In the pantheon of early photography, names like Louis Daguerre and William Henry Fox Talbot loom large. Yet behind the scenes, the English polymath Sir John Frederick William Herschel played a pivotal role in overcoming one of the new medium’s most vexing problems: the lack of a reliable method to make photographs permanent.
This article – the second in a series titled “The Hidden Architect of Photography” – highlights Herschel’s crucial discovery and application of sodium thiosulfate (then known as hyposulphite of soda or simply “hypo”) as a photographic fixer. We will explore how Herschel identified hypo’s fixing properties, how and when he applied it to early photographic experiments, and how this breakthrough solved a major technical limitation in the nascent art of photography. Furthermore, we examine the broader significance of Herschel’s discovery: its impact on the permanence and reproducibility of photographs, its adoption by contemporaries such as Talbot and Daguerre, and its role in transforming photography from a scientific curiosity into a practical medium.
Herschel’s Early Discovery of “Hypo” (1819)

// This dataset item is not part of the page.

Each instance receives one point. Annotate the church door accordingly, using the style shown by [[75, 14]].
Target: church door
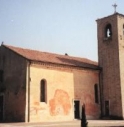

Herschel’s involvement with photographic chemistry began well before the public announcement of photography in 1839. As early as 1819, during chemical experiments unrelated to picture-making, Herschel observed a remarkable property of a substance called hyposulphite of soda. He found that this “hypo” solution could dissolve silver salts – in particular, silver chloride – with striking effectiveness, “as readily as water dissolved sugar”. This discovery was noted by Herschel in the context of pure chemistry, decades prior to the invention of practical photographic processes. Crucially, Herschel did not invent hypo (the compound was first prepared by others around 1799), but he was among the first to study its effects on silver compounds. In 1819, he recognized that a solution of hyposulphite of soda could “wash out” silver halides completely – a fact that would later prove invaluable.
Herschel’s early insight lay largely dormant for twenty years, as there was not yet a practical use for it in image-making. However, this deep well of chemical knowledge positioned Herschel uniquely: when photography’s first inventors eventually grappled with fixing images, Herschel already held the key. His scientific background (astronomy, chemistry, optics) and meticulous experimentation meant that he understood the chemical interactions at play. Thus, Herschel was poised to bridge the gap between theoretical chemistry and practical photography when the opportunity arose.
The Problem of Fixing Early Photographs
Prior to 1839, a major technical obstacle stood in the way of making photography truly viable: there was no known method to “fix” a photograph – that is, to prevent the continued darkening of the light-sensitive material after exposure. Early experimenters could capture temporary images, but these images were fleeting. In the 1790s, Thomas Wedgwood and Sir Humphry Davy, for example, created silhouettes on paper or leather coated with silver nitrate, but no sooner had they exposed their creations to light than the images began to darken and fade. Wedgwood lamented that he could not find a way to stop the “continuing action of light” on his pictures. As a result, those first proto-photographs had to be kept in darkness and were essentially ephemeral – a frustration that discouraged further development for decades.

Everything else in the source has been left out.